The final section, Philosophical Darwinism, warms up with reviews of sociobiologist Richard Dawkins' Climbing Mount Improbable (1996) and philosopher Daniel Dennett's Darwin's Dangerous Idea (1995). As might be expected, Fodor is fairly dismissive of both. He then comments on naturalistic epistemologies of Patricia Churchland and Alvin Plantinga. Finally, he reviews Steven Pinker's How the Mind Works (1997) and Henry Plotkin's Evolution in Mind (1997), both of whom argue that evolution has equipped the human mind not with a general-purpose problem-solver, but rather with dozens of special-purpose "modules" that are more or less informationally insulated from each other. It is here that an extended quotation best gives the flavor of Fodor's writing:

The literature of psychological Darwinsism is full of what appear to be fallacies of rationalization: arguments where the evidence offered that an interest in Y is the motive for a creature's behavior is primarily that an interest in Y would rationalize the behavior if it were the creature's motive. Pinker's book provides so many examples that one hardly knows where to start.… [H]ere's Pinker on why we like fiction: "Fictional narratives supply us with a mental catalogue of the fatal conundrums we might face someday and the outcomes of strategies we could deploy in them. What are the options if I were to suspect that my uncle killed my father, took his position, and married my mother?" Good question. Or what if it turns out that, having just used the ring that I got by kidnapping a dwarf to pay off the giants who built me my new castle, I should discover that it is the very ring that I need in order to continue to be immortal and rule the world? It's important to think out the options betimes, because a thing like that could happen to anyone and you can never have too much insurance. (p. 212)

You will find, I suspect, that Fodor is among the most irritating of authors if he happens to land on a philosophical position that you have spent years nurturing and cherishing.
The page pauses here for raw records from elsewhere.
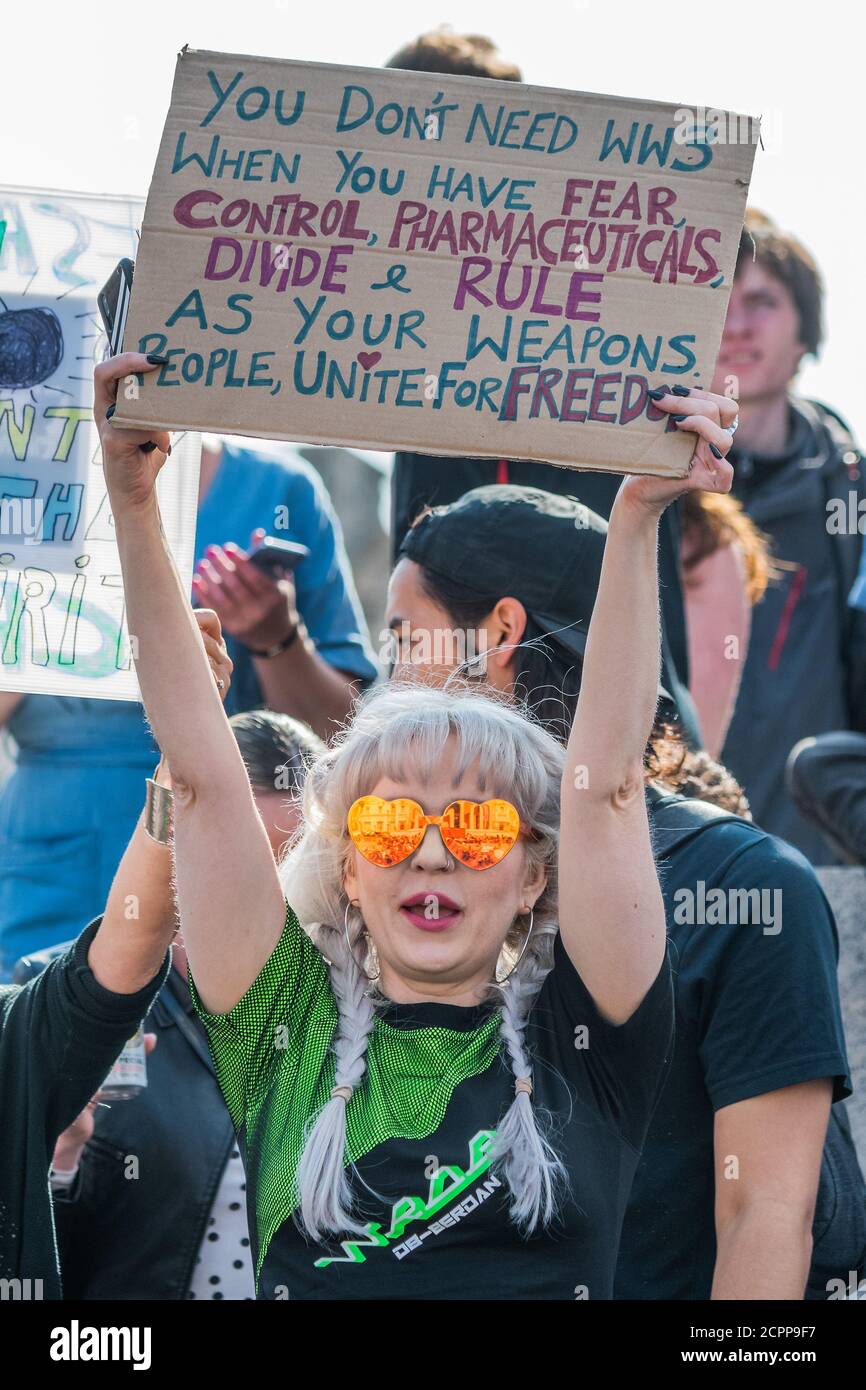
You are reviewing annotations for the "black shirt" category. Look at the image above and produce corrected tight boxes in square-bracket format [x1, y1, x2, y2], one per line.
[0, 922, 170, 1298]
[193, 910, 673, 1300]
[616, 796, 851, 1298]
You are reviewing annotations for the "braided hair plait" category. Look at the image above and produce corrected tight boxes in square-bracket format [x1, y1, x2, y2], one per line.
[493, 923, 567, 1236]
[296, 908, 375, 1241]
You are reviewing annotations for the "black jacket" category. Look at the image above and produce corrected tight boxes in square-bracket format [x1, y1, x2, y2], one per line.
[54, 969, 235, 1300]
[0, 922, 168, 1300]
[721, 400, 866, 865]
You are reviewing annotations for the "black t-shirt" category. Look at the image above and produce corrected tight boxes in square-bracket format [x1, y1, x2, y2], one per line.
[192, 910, 673, 1300]
[616, 796, 851, 1300]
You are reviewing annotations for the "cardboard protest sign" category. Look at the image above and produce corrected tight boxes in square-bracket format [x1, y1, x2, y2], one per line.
[0, 188, 200, 699]
[115, 51, 758, 475]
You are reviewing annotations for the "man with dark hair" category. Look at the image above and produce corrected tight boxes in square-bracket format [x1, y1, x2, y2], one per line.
[713, 211, 866, 865]
[385, 29, 701, 746]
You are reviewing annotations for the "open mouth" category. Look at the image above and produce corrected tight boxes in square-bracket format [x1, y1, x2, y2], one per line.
[400, 892, 463, 931]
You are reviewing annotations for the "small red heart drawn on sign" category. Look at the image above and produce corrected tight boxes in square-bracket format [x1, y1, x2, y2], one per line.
[357, 352, 382, 371]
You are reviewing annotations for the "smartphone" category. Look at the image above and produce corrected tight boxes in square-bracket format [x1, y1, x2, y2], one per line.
[247, 535, 310, 577]
[96, 257, 135, 357]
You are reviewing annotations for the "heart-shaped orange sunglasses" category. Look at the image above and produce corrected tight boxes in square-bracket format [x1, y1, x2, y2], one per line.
[348, 796, 528, 869]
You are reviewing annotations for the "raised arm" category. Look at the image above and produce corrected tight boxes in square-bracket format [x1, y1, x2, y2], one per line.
[559, 391, 737, 1023]
[95, 353, 285, 1012]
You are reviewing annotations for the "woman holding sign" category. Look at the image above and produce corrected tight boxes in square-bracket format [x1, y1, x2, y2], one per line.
[95, 353, 735, 1298]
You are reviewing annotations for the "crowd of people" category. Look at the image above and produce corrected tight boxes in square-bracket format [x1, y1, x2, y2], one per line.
[0, 32, 866, 1301]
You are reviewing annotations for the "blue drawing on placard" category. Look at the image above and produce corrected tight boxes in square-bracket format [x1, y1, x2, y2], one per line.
[0, 299, 63, 391]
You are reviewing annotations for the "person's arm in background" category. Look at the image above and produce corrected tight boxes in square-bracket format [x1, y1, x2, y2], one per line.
[51, 609, 232, 1175]
[712, 1073, 833, 1301]
[559, 391, 737, 1024]
[193, 531, 359, 739]
[683, 541, 752, 758]
[681, 826, 851, 1300]
[88, 609, 232, 994]
[845, 539, 866, 734]
[93, 353, 286, 1013]
[0, 691, 24, 728]
[193, 460, 378, 739]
Even so, his argument are usually astute and take more than a little work to evade effectively. When, on the other hand, he casts his critical eye on a position you find to be of doubtful merit, or that you suspect of being a mere fashion, his writing is about the most fun one can have while reading serious philosophy of mind.

References

Carruthers, Peter. (1996). Language, thought, and consciousness. Cambridge: Cambridge University Press.

Churchland, Paul. (1995). The engine of reason, The seat of the soul. Cambridge, MA: MIT Press.

Dawkins, Richard. (1996). Climbing mount improbable. New York: Viking.

Dennett, Daniel. (1995). Darwin's dangerous idea. New York: Simon and Schuster.

Elman, Jeff. (1996). Rethinking innateness: A connectionist perspective on development. Cambridge, MA: MIT Press.

Fodor, Jerry A. (1998). In critical condition: Polemical essays on cognitive science and the philosophy of mind. Cambridge, MA: MIT Press.

Karmiloff-Smith, Annette. (1992). Beyond modularity: A developmental perspective on cognitive science. Cambridge, MA: MIT Press.

Kim, Jaegwon (1993). "Multiple Realization and the Metaphysics of Reduction" Philosophy and Phenomenological Research, 52, 1-26.

McDowell, John. (1994) Mind and world. Cambridge, MA: Harvard University Press.

Mithen, Steven. (1996). The prehistory of the mind. London: Thames and Hudson.

Moore, A. W. (1997). Points of view. Oxford, Oxford University Press.

Peacocke, Christopher. (1992). A study of concepts. Cambridge, MA: MIT Press.

Pinker, Steven . (1997). How the mind works. New York: Norton.

Plotkin, Henry. (1997). Evolution in mind. London: Alan Lane.